İlkokul yıllarımda piano konserleri vermeye başladım. Yine aynı yıllarda iki okul temsilinde rol aldım. Tiyatroyu çok sevdim.

Ortaokul yılları ile birlikte ya annemin tiyatro kulisinde, ya da babamın konser kulisinde idim. Bu iki sanatın beraberliği benim bütün çalışmalarımı etkilemiştir. Doğa herkese işlenecek kadar bir güzellik vermiştir. Vücudumuza özen göstermek, ona bakmak, korumak, geliştirmek insanın kendisine saygısının bir işaretidir. Bütün bir yaşam sürecek spor tutkum, ortaokul yıllarında başladı. Mide rahatsızlığımı yenmemde bana yardımcı oldu.

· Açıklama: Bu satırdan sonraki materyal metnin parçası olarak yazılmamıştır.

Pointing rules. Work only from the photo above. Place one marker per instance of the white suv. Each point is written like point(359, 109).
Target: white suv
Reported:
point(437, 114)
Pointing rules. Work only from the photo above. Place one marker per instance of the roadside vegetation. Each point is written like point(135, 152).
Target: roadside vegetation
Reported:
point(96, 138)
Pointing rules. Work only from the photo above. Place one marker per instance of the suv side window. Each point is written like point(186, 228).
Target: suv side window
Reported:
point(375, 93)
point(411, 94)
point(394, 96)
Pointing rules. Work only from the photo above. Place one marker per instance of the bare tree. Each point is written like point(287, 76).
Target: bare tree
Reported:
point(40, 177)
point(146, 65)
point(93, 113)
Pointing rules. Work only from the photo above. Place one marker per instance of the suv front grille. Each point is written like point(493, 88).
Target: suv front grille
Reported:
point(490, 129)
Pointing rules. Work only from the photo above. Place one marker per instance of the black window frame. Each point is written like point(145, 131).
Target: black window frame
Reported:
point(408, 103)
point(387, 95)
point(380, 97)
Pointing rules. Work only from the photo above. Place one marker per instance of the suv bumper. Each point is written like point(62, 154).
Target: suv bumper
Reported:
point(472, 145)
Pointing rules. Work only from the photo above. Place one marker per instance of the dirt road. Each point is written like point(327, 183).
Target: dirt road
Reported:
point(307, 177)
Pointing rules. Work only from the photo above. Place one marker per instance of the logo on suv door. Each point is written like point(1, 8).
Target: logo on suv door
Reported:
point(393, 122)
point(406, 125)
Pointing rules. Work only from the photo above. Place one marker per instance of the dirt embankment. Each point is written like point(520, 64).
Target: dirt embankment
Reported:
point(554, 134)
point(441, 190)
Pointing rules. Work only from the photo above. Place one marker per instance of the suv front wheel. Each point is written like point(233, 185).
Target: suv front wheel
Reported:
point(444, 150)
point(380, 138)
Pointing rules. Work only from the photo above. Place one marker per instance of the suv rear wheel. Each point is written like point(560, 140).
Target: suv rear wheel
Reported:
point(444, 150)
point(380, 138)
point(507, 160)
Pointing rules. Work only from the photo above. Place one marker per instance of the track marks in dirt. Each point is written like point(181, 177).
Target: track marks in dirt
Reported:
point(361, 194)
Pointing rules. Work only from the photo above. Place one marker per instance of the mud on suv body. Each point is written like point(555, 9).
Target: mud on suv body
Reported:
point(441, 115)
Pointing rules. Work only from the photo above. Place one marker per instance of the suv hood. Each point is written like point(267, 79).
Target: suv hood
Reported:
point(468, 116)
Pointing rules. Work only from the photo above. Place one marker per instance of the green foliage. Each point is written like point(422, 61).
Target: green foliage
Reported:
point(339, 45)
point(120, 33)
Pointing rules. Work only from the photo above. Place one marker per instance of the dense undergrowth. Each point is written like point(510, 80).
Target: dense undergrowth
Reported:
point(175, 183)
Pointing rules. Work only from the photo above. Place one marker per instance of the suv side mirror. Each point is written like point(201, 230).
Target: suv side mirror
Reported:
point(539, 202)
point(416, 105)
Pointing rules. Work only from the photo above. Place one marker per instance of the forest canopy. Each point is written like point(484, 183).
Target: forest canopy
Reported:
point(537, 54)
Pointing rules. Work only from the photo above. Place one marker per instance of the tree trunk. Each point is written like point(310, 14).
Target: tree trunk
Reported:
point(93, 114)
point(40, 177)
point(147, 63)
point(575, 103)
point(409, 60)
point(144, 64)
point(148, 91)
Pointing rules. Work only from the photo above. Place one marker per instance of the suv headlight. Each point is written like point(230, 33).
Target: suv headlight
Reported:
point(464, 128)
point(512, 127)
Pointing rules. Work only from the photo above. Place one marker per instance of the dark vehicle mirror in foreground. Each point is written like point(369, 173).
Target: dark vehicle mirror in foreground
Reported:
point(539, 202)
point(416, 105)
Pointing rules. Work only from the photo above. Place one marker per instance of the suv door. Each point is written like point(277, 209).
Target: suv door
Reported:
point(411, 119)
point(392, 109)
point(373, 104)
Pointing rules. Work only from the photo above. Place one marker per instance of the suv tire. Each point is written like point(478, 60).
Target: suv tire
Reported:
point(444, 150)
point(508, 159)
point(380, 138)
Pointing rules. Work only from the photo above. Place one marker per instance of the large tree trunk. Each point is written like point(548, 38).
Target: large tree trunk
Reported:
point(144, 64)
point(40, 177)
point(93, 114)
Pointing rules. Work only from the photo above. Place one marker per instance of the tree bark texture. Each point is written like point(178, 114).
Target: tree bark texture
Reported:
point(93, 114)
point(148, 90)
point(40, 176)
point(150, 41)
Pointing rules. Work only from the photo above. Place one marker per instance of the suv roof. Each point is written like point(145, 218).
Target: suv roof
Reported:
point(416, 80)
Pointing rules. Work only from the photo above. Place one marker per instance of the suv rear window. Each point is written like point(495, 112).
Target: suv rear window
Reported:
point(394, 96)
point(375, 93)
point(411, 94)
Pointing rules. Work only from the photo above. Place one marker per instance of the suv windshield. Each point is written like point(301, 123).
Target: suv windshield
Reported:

İlk gençlik yılları bunalımları ile birlikte kısa bir süre dersleri astım. Dönem dönem az zararlı dağıtmaların, insanın ruh sağlığına iyi gelebileceğini öğrenmiş oldum. Lise yıllarında kurmuş olduğumuz "Galatasaray Vokal Grubu". o dönemlerle ilgili en güzel anımdır. Genel kültür, iyi iş gerekli disiplin, mantık, hoşgörü, nezaket, saygı, özgür düşünce, sanat, doğa ve insan sevgisi ve gırgır ve fırlamalık gibi güzellikleri o zamanki Galatasaray'da öğrendim. Okuluma çok şey borçluyum.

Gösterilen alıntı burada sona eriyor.